Residual prediction models of a gradient boosting tree algorithm

Here is the question I had when I first learned a residual prediction model of gradient boosting trees: if the first model makes an error, and we're training the next model on those errors, wouldn't we just be adding more error?

The key point here is to remember what the second model is trying to predict. It's not trying to predict the original target variable, but rather the errors (residuals) of the first model. Essentially, it's learning how much the first model was off by for each instance. If the second model is reasonably accurate, then its predictions represent a good estimate of the first model's errors.

So when we add the predictions from the second model (the estimated errors) to the predictions of the first model, we're essentially correcting the first model's predictions. If the first model predicted too high a value for a particular instance, and the second model correctly learned this, it would predict a negative residual for that instance. Adding this negative residual to the first model's prediction would bring it closer to the true value, reducing the error.

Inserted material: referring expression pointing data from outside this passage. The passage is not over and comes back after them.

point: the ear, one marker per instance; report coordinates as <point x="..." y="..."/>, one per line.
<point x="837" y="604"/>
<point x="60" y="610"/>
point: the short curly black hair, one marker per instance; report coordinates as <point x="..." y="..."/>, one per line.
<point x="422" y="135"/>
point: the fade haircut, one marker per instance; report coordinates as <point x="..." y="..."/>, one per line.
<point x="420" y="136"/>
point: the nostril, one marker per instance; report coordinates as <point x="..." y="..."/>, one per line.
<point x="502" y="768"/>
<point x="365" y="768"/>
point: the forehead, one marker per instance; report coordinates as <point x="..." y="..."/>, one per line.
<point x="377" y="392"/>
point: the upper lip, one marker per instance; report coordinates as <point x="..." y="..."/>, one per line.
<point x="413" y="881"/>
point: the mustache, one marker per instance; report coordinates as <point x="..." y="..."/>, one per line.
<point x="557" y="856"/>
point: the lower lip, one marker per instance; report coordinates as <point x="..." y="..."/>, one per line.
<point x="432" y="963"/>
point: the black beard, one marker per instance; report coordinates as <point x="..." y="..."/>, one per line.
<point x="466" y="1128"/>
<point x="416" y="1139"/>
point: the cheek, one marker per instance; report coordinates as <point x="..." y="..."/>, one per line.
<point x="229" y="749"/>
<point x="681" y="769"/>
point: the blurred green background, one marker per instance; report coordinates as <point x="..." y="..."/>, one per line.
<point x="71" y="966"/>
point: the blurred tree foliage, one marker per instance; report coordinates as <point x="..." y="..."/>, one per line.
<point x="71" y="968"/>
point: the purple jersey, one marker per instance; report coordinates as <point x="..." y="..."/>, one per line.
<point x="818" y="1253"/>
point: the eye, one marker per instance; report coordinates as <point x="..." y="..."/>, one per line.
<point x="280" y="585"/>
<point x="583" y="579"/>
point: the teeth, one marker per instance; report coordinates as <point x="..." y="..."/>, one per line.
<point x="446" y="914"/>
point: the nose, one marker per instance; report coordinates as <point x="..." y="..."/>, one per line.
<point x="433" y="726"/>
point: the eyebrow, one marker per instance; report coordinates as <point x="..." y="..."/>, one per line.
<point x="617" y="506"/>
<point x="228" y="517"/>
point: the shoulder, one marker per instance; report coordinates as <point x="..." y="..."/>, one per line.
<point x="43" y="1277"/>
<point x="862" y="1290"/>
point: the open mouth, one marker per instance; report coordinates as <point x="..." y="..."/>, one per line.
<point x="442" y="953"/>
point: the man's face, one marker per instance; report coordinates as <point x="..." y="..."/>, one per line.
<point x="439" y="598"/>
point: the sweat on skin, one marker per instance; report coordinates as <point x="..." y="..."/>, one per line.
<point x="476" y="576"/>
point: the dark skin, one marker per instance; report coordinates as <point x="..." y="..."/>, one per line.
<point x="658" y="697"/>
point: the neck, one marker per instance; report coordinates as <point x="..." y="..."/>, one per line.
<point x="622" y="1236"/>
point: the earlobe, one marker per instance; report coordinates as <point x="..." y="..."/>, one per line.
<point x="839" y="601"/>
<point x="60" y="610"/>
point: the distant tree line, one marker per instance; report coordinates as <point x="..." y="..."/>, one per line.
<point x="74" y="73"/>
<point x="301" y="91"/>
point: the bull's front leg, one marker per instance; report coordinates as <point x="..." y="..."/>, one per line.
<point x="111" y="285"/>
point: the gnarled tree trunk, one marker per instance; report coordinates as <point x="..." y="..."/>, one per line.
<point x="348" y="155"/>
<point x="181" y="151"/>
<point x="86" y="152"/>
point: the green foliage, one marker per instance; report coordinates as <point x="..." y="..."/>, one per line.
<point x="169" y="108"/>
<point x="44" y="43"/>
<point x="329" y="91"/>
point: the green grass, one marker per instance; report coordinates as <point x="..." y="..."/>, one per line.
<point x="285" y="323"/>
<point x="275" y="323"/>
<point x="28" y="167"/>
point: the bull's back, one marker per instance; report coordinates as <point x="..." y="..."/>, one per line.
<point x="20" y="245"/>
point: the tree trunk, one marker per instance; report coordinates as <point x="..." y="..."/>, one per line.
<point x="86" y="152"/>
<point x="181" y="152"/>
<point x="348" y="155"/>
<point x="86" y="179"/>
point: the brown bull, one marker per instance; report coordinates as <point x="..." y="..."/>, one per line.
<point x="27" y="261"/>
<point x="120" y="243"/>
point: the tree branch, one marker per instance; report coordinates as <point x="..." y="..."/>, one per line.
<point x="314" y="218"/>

Similarly, if the first model predicted too low a value for an instance, the second model would predict a positive residual, and adding this to the first model's prediction would again bring it closer to the true value.

This is why the second model is trained on the residuals of the first model: its job is to learn how to correct the first model's mistakes. The process then repeats, with each new model trying to correct the errors made by the sum of all previous models. Over multiple iterations, this procedure can significantly improve the accuracy of the predictions.